See also string bucket-sort
Q: similar to FIX tags, you are given a published dictionary of 5000 short string keys, each up to 10-characters. Every message consists of about 100 key/payload pairs. Design a parser for these messages. Note every key would be in the dictionary.
Simple solution 1 BST like AVL or RBT to hold the pairs. O(log N=5000) … 5000 keys require about 12 levels. Possibly faster than hashtable.
Simple solution 2 standard hashtable to hold the pairs. The hashcode for string is usually fast enough, with minimal collision if load factor is set sufficiently low. Even if zero collision, this requires allocating 5000 linked nodes in memory.
In this case since the key strings are known in advance, I believe we can design a perfect hashing algorithm without collision. Interviewer said perfect hashing is hard in this case.
Solution 3: perfect hashing. Group the key strings by length, to 10 groups
- If the number of distinct 8-char keys is small, for instance, we can use switch-case
- for 1-char string keys, we maintain a dedicated bucket array (“table”) indexed by the ascii code
- for 2-char string keys I can have a nested 2D array. Given key string “px”, “p” identifies the level2 array and within it, “x” identifies the bucket for the payload.
- for 3-char keys, ditto
For those 10-char string keys, a 10-level nested array would be too large. Here’s my strategy. Assuming a lot of key strings (say, 3000 out of total population of 5000) are 4-char long, let’s tackle this sub-problem first:
- for 4-char keys, I would designate an index range like 1 to 6000 (6000 buckets) to hold 3000 keys in this group. I would compute an initial hashcode := (char1*31+char2)*31+char3… % 6000 for this group of 3000 key strings and check for collision within this group. If there’s collision, then adjust some of the prime numbers and retry. Since load factor is 0.5 I hope we can avoid collision within this group. If it’s hard to avoid collision, I can reduce load factor, or introduce my collision resolver.
- for 5-char keys, I would designate an index range like 6001 to 7800 (
1800buckets) to hold 900 keys in this group. I would compute initial hashcode := (char1*31+char2)*31+char3… % 1800for this group of keys and check for collision within this group.

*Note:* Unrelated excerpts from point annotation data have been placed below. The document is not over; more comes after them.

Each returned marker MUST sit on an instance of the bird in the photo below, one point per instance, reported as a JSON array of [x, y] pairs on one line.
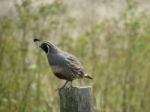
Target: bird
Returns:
[[63, 64]]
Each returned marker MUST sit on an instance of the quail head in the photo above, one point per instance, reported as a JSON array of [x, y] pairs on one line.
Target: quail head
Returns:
[[64, 65]]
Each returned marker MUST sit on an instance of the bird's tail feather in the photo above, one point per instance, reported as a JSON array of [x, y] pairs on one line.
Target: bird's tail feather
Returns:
[[87, 76]]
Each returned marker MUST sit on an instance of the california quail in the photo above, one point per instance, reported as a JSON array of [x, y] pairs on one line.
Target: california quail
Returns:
[[64, 65]]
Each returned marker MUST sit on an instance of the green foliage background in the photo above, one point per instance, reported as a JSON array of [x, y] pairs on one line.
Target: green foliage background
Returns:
[[115, 51]]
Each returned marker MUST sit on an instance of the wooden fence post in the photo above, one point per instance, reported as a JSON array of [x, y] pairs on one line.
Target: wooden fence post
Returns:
[[76, 99]]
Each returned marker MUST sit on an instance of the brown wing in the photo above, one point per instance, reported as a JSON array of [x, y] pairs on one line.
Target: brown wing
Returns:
[[74, 67]]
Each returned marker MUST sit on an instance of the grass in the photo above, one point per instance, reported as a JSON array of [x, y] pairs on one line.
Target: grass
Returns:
[[114, 51]]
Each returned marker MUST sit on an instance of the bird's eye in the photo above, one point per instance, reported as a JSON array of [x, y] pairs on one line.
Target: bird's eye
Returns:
[[45, 47]]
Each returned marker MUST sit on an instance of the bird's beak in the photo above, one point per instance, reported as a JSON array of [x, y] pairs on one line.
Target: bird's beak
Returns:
[[37, 41]]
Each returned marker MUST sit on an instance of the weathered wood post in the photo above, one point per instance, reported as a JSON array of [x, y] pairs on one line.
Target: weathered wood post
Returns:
[[76, 99]]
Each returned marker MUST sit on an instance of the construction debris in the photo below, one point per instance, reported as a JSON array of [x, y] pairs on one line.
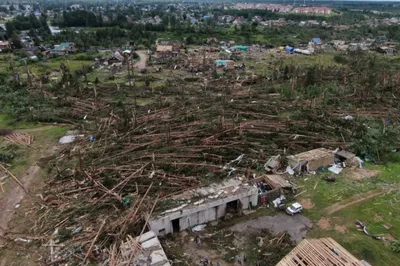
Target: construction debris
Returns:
[[326, 251], [19, 138]]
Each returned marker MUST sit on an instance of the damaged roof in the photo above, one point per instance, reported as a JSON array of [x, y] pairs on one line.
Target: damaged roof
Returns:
[[208, 194], [325, 252]]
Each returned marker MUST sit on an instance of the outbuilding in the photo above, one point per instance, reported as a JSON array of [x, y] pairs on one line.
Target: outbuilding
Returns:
[[204, 205], [311, 160]]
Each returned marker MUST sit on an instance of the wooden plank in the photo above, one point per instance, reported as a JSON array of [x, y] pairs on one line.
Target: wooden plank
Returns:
[[319, 252]]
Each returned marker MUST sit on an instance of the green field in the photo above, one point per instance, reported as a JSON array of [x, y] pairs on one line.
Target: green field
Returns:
[[375, 212]]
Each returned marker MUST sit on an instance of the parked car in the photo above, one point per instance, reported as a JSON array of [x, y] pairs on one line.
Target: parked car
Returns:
[[294, 208]]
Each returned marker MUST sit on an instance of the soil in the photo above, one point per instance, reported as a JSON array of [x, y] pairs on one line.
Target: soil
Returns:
[[324, 223], [361, 173], [390, 237], [14, 196], [30, 178], [341, 229], [306, 203], [353, 200], [296, 226], [143, 59]]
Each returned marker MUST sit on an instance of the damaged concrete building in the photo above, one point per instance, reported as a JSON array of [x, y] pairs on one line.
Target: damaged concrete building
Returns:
[[311, 160], [204, 205]]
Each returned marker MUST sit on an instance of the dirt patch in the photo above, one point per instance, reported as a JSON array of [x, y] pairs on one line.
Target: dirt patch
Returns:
[[296, 226], [324, 223], [351, 201], [341, 229], [306, 203], [378, 218], [141, 64], [361, 173], [390, 237], [5, 132]]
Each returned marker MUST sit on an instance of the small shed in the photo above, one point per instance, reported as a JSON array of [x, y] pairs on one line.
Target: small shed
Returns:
[[240, 48], [225, 63], [270, 187], [317, 41], [289, 49], [311, 160]]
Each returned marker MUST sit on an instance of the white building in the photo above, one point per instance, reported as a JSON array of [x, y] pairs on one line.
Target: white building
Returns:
[[210, 204]]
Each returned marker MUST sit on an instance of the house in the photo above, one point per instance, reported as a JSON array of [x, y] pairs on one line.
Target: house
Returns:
[[239, 48], [168, 49], [270, 187], [311, 160], [338, 42], [64, 48], [212, 41], [229, 64], [54, 30], [325, 252], [116, 58], [386, 50], [238, 21], [4, 46], [3, 32], [147, 248], [202, 205], [317, 41]]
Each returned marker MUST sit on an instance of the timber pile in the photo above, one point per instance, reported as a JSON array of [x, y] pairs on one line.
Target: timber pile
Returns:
[[19, 138], [184, 138]]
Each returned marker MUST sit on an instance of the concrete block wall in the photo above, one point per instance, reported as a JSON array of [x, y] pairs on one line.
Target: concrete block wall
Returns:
[[201, 214]]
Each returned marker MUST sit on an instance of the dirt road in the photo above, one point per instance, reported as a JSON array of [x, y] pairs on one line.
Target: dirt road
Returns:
[[353, 200], [143, 59], [14, 196], [296, 226]]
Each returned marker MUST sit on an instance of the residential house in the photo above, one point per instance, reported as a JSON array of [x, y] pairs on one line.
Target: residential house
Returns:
[[168, 49], [212, 41], [64, 48], [238, 21], [3, 33], [316, 41], [4, 46], [116, 59], [229, 64], [386, 50]]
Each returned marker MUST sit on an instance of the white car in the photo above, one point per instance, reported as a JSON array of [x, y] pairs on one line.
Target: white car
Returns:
[[294, 208]]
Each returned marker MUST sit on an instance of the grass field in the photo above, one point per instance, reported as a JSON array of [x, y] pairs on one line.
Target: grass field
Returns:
[[375, 212]]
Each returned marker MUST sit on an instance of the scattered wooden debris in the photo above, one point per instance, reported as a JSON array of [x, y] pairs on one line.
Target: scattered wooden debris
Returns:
[[19, 138]]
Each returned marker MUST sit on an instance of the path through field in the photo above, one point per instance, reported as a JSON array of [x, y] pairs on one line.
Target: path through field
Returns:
[[353, 200]]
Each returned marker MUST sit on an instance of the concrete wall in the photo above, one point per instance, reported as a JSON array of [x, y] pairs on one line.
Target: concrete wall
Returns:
[[207, 212]]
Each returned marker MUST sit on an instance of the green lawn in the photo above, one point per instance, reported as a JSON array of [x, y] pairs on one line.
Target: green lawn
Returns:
[[374, 212], [7, 122]]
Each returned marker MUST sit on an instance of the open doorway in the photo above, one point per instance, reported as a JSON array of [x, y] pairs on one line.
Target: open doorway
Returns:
[[175, 226], [233, 206]]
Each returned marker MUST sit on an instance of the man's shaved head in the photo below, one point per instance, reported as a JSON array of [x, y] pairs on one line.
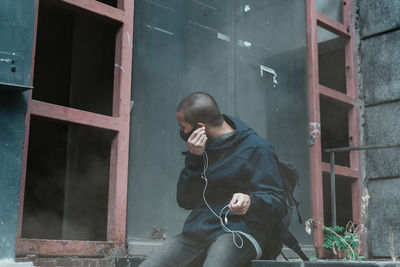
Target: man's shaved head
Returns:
[[200, 107]]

- So far, we have designed with a big combined bucket array. As an alternative, if there are only 7 key groups [4-char, 5-char, .. 10-char] then we can use seven dedicated bucket arrays, but what if 7000 groups? 7000 bucket arrays? I think so. Memory footprint is same as a combined bucket array.
 Here’s a simple collision resolver. Suppose Strings A and B(and C,D..) all hash to the same initial-hashcode of 55. I need to find another bucket for B. After I compute all the initial-hashcode values for each of 3000 key strings, I can easily find an unused bucket like 77. I will simply add an if-block to use bucket 77 for key B. Now this scheme is probably faster than open-addressing and separate chaining since the calc logic can be manually optimized , held in instruction-cache, or burned into FPGA. In contrast,
- Separate chaining requires runtime memory access to follow the linked nodes. We can only hope the linked nodes are cached
- open addressing requires runtime probing. Our load factor of 0.5 is not very good so open addressing can become slow.
http://www.dre.vanderbilt.edu/~schmidt/PDF/gperf.pdf is a published perfect hashing solution.